Photo: Evan Schiller / golfshots.com
Make the time, save the money, book the flight and savor views like these.
Wailea Golf Club
wailea golf club is located right in the heart of the Hawaiian islands, on the southwest coast of Maui. As golfers absorb the vast Pacific panorama from Wailea’s three championship golf courses, the small island of Lanai is clearly visible to the northwest and the even smaller Kaho’olawe to the southwest, and beyond that lies the full, uninterrupted expanse of the world’s largest ocean as the Pacific heads down towards Australasia.
It’s not just great, immaculate golf courses and vacations that Wailea and Maui have to offer, it is an overwhelming sense of space, of freedom, peace and of the enduring beauty of nature.
Wailea provides the perfect antidote to a life of hustle and bustle.
Perhaps the “No cell phone” rule is golf’s greatest gift—even if people break it with increasing regularity today—and you can appreciate it fully on the Gold, Blue and Emerald courses of Wailea. Lined with palm trees and edged evocatively by dark volcanic rock, with a background of the deep blue hues of the Pacific, frequent elevation changes ensure a golfing adventure is full of delightful surprise and beauty in equal measure.
The King Kamehameha Golf Club
king kamehameha gently tips golfers down the slopes of the Central Maui Valley from 700 feet above the Pacific blue yonder, complete with views of Mount Haleakala, and then draws them back up into one of golf’s most architecturally significant clubhouses.
Who would guess that up a hill in Waikapu you could find a Frank Lloyd Wright design? The legendary architect was devoted to the continual challenge of creating buildings that complemented their natural surroundings while resisting architectural convention. This clubhouse is a testimony to his philosophy and boundless creativity. Lloyd Wright conceived the “Crownfield” design in 1949, originally as a private residence on the mainland. Various commissions failed to come to fruition, including as a country home for Marilyn Monroe and Arthur Miller in the 1950s (when the couple separated the plan was shelved). When the founders of Waikapu Country Club (which would later become King Kamehameha GC) needed a clubhouse they consulted the Lloyd Wright archives and Crownfield was finally brought to life, in an expanded form to 75,000 square feet—and in the perfect setting.
occupying land that reaches down the slopes of the West Maui Mountains to the island’s northwest shore, and upon fertile ground that was previously a pineapple grove, the Plantation Course at Kapalua is regularly rated as the finest golf course in Hawaii.
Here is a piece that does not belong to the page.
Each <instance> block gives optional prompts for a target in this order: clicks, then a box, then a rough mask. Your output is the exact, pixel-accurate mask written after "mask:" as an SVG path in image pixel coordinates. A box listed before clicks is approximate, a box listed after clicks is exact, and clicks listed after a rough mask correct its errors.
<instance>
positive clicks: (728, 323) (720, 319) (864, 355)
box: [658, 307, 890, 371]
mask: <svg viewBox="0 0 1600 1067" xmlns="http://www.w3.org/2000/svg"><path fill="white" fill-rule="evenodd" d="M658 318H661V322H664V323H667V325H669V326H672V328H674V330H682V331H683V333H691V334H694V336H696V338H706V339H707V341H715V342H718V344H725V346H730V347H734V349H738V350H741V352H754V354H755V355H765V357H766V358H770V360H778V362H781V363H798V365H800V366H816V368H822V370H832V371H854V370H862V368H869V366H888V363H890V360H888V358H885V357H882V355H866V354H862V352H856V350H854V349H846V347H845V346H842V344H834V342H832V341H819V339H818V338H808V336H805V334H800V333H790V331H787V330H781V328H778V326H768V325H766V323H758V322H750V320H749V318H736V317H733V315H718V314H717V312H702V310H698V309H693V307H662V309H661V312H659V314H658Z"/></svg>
Tranquil, pristine, idyllic, and brilliantly designed by the dynamic duo of Ben Crenshaw and Bill Coore, it is easy to see why the PGA Tour uses the Plantation Course to welcome in the New Year with its Sentry Tournament of Champions.
Blessed with a number of elevated tees, the Plantation Course offers some of the finest ocean views golfers can enjoy, and with generous fairways sloping down from many tees this is a golf course that enables the everyday golfer—without PGA Tour style distance off the tee—to feel pretty content with her driving distance. Just take out the driver, send the ball out moderately straight and high and the golf course does the rest.
Kapalua’s tour heritage extends to its Bay Course (see next page), while the 10-court Kapalua Tennis Garden has been carved out of Kapalua’s lush, indigenous, tropical foliage. In short, it’s a perfect vacation destination.
to suggest the Bay Course deputizes for Kapalua’s Plantation Course is to completely undermine the world-class quality and awe-inspiring location of the Bay Course, which has hosted over 20 professional tournaments and features the only golf hole in all of Maui that actually plays over the ocean.
The Bay Course opened in 1975 and ever since hosting its first tournament—the 1983 Kapalua International—it has been widely recognized as one of the favorite courses of tour pros. Just ask Morgan Pressel, who famously won the Kapalua LPGA Classic here in 2008, or Greg Norman, the former men’s world No.1 who earned his first victory on American soil here.
The fifth hole (pictured) is worth the green fee all on its own and is simply one of the most spectacular golf holes in the world.
A par-3 that plays 135 yards from the forward tee, the tee shot demands that golfers play over the surf-washed rocks of the bay, with views out across the Lahaina Roads channel that separates Maui from the neighboring island of Moloka’i.